Quando a elite económica e política mundial se reuniu há umas semanas em Davos, houve uma notícia que não teve a atenção devida. Um grupo de 250 multimilionários (pessoas com mesmo mesmo muito dinheiro) fez um abaixo-assinado a pedir para serem taxados. Sim, um conjunto de super-ricos juntou-se para pedir maior tributação sobre a riqueza, um aparente paradoxo que só é explicável pelo corolário da sua posição: “o aumento dramático da desigualdade económica está a ser catastrófico para a nossa sociedade”.
Depois de décadas a defender a taxação dos super-ricos, confesso que não foi sem alguma satisfação que percebi que alguns dos visados conseguem ver além do seu umbigo. É claro que a desigualdade corrói os alicerces da sociedade, reduz a capacidade de ação das políticas públicas e coloca em causa o desenvolvimento dos países. É hoje unânime que os investimentos públicos em educação para todos ou saúde para todos são os motores fundamentais do crescimento económico, bem como a existência de sistemas científicos fortes. Mas isso não se faz sem Estado Social e ele não existe sem uma justa distribuição da riqueza criada na sociedade.
A pergunta de Almeida Garret, “Quantos pobres são precisos para produzir um rico?”, chama a atenção para esta ideia basilar: a desigualdade é fruto de uma má distribuição de riqueza. E se uns beneficiam (uma elite cada vez mais reduzida e com uma riqueza mais concentrada), há muitíssimos mais que ficam prejudicados. Olhar para os lucros milionários que os bancos estão a apresentar dá uma outra atualidade a este raciocínio.
Os bancos estão a apresentar lucros recordes. No global, deverá chegar a 5 mil milhões de euros os lucros dos bancos em Portugal em 2023. Será algo como 2% do PIB, isto é, da riqueza do país. E, como já foi anunciado por vários banqueiros, serão para distribuir em dividendos pelos acionistas. É esta acumulação de riqueza legítima?
Os lucros dos bancos têm como fonte principal a margem financeira, que é a relação entre o que os bancos cobram pelos créditos e o que pagam pelos depósitos. É, então, na diferença entre os juros cobrados aos empréstimos realizados (principalmente os créditos à habitação) e os juros pagos pelos depósitos que está o motivo para lucros tão milionários.

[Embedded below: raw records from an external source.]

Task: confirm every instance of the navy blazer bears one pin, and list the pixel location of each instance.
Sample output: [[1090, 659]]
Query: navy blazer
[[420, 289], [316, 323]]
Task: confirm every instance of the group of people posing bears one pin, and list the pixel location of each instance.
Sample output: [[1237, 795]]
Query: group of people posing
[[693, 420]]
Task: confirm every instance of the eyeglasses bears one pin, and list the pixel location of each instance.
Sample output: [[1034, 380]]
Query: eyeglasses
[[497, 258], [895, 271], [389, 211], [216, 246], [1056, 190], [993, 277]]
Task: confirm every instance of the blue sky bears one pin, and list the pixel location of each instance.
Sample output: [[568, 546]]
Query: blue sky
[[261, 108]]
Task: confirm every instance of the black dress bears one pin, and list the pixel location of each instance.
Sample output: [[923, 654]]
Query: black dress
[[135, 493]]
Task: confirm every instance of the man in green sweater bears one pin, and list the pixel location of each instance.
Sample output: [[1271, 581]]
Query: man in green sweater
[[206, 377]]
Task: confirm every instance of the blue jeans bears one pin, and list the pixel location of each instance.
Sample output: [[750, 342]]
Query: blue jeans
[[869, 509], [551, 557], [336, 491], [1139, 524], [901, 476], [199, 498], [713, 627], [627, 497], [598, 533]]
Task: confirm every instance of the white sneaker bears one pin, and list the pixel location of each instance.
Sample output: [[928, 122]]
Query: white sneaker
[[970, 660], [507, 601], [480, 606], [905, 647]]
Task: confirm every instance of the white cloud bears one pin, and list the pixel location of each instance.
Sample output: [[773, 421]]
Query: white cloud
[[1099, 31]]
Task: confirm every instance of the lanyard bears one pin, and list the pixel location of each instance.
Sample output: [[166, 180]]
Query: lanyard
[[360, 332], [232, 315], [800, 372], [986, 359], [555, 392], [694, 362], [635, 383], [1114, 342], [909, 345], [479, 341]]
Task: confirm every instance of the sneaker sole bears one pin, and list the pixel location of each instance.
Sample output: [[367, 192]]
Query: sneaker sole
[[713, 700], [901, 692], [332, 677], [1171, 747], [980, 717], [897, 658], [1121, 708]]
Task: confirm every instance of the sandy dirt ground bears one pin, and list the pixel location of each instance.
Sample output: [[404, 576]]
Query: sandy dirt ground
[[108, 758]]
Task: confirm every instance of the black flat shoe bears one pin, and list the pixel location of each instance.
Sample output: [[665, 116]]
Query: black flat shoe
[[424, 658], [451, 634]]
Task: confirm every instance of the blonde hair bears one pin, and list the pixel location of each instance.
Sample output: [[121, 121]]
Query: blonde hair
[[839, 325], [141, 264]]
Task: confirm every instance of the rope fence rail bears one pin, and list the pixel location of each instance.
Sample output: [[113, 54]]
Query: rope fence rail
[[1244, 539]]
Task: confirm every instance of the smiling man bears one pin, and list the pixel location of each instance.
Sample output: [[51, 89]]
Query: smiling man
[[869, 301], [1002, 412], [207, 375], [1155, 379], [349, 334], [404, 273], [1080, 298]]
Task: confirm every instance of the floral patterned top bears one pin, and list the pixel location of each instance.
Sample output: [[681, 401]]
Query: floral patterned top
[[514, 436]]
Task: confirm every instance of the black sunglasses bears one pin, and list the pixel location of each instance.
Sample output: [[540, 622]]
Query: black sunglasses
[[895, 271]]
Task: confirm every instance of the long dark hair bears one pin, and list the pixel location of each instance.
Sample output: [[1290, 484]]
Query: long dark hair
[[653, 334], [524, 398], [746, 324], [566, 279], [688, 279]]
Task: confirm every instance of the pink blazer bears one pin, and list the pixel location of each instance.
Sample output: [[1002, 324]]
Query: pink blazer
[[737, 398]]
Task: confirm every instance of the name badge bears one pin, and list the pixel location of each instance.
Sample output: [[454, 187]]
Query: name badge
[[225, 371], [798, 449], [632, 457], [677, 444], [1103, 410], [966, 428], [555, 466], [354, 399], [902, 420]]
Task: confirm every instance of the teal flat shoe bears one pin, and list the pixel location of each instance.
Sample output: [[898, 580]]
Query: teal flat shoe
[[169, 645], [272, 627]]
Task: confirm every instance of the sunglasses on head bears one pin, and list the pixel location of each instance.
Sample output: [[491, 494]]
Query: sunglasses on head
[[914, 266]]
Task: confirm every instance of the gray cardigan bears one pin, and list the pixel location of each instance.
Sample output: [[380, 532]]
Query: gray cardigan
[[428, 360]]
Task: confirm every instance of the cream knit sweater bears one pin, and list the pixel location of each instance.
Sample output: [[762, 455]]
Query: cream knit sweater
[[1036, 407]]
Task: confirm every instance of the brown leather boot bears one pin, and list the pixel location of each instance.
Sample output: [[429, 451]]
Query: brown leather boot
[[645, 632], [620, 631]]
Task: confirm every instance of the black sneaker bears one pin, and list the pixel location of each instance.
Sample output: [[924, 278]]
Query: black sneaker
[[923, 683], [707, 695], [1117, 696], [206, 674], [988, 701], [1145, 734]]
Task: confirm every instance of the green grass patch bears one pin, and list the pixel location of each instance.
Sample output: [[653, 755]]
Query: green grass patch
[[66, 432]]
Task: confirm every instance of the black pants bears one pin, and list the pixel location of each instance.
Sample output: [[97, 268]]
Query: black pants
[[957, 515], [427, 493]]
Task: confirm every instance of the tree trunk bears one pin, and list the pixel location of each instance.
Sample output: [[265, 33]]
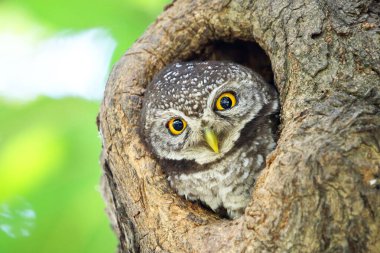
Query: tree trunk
[[319, 191]]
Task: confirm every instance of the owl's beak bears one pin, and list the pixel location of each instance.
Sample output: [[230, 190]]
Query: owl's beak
[[211, 139]]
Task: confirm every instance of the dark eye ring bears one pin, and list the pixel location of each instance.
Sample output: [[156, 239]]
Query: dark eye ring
[[225, 101], [176, 126]]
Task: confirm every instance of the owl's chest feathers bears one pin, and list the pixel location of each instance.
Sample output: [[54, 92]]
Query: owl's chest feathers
[[228, 182]]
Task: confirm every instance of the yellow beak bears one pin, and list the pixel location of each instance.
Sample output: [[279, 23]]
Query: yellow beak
[[211, 139]]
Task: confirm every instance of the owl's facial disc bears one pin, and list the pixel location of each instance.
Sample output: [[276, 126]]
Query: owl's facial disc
[[198, 112]]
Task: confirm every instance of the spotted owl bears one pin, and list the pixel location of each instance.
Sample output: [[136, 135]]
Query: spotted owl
[[211, 125]]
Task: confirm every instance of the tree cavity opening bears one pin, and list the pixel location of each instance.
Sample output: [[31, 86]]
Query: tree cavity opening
[[246, 53]]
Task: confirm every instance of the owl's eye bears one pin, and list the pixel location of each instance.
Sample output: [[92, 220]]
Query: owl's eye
[[176, 126], [225, 101]]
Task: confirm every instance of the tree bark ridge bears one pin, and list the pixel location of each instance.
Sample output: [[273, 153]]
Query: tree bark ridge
[[314, 194]]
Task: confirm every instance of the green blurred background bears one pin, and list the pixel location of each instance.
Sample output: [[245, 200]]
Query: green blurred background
[[49, 144]]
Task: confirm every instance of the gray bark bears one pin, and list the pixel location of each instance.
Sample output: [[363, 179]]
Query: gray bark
[[316, 193]]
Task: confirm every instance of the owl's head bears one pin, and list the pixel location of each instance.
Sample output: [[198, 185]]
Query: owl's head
[[197, 110]]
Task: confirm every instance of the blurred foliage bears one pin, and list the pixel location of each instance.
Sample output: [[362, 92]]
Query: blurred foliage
[[49, 149], [49, 163], [124, 19]]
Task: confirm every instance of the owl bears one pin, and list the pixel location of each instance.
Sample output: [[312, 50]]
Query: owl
[[211, 125]]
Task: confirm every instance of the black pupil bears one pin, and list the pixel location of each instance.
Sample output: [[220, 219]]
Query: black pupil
[[178, 125], [226, 102]]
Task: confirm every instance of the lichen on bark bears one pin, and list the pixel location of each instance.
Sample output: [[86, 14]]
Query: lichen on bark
[[314, 194]]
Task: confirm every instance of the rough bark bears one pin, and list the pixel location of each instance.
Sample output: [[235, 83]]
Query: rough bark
[[315, 194]]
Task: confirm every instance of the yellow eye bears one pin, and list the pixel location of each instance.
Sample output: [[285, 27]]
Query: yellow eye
[[176, 126], [225, 101]]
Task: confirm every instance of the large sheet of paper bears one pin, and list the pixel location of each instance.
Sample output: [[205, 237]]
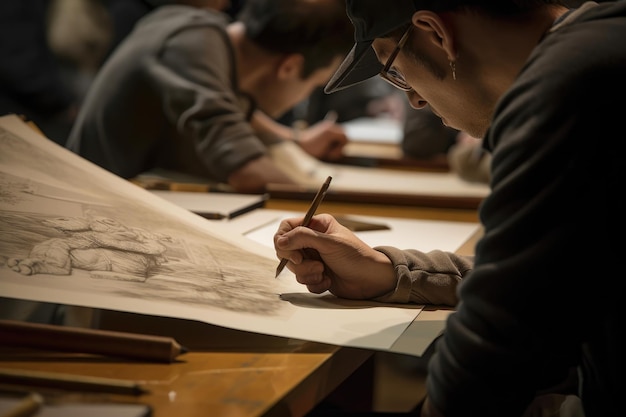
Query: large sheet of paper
[[75, 234]]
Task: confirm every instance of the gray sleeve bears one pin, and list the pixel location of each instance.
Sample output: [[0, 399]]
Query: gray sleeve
[[425, 278], [200, 99]]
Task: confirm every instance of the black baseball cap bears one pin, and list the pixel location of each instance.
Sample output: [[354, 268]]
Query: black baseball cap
[[371, 19]]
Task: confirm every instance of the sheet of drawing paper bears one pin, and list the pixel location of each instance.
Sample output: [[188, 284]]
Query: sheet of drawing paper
[[73, 233]]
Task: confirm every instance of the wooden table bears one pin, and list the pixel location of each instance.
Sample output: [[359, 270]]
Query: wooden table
[[246, 375], [229, 372]]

Não inovação nenhuma, aumento de eficiência, nem sequer qualquer criatividade: é meramente cada banco fazer uso da sua posição (e de comportamentos similares dos seus concorrentes) para ganhar imenso num período em que as famílias enfrentam dificuldades para pagar os seus créditos à habitação. É um abuso que não pode ser tolerado.
O Estado detém o principal banco do país, a Caixa Geral de Depósitos (CGD). Enquanto banco público não tem mostrado qualquer diferença na sua atividade face aos bancos privados e, por isso mesmo, também irá apresentar lucros recordes. E isto não faz qualquer sentido: o Estado deveria usar a CGD para impor uma outra política de juros cobrados pelos bancos. Por exemplo, se a CGD reduzisse em 1,5p.p. o valor médio de taxa de juro cobrado pelos seus créditos, pouparia 1600 euros por ano a uma família que tivesse um crédito à habitação de 150 mil euros. E essa poupança das famílias seria conseguida sem colocar em causa a solidez da CDG. Não é só possível, é uma obrigação.
A política da CGD tem um efeito em cascata: os bancos privados seriam forçados a ter também uma outra política de créditos. E isto não é mau, bem pelo contrário. Como demonstrei, os lucros que todos estão a apresentar são justificados principalmente pelo abuso das taxas de juro praticadas. A consequência seria a da moderação dos seus ganhos, mas não colocaria em causa a sua solidez.
Os bancos apresentam lucros recordes. Serão 5 mil milhões de euros, quase 2% do PIB nacional. São ganhos abusivos, imorais porque feitos à custa das dificuldades das famílias com os créditos que subiram como uma flecha. A Caixa tem de ser chamada para baixar o valor dos créditos.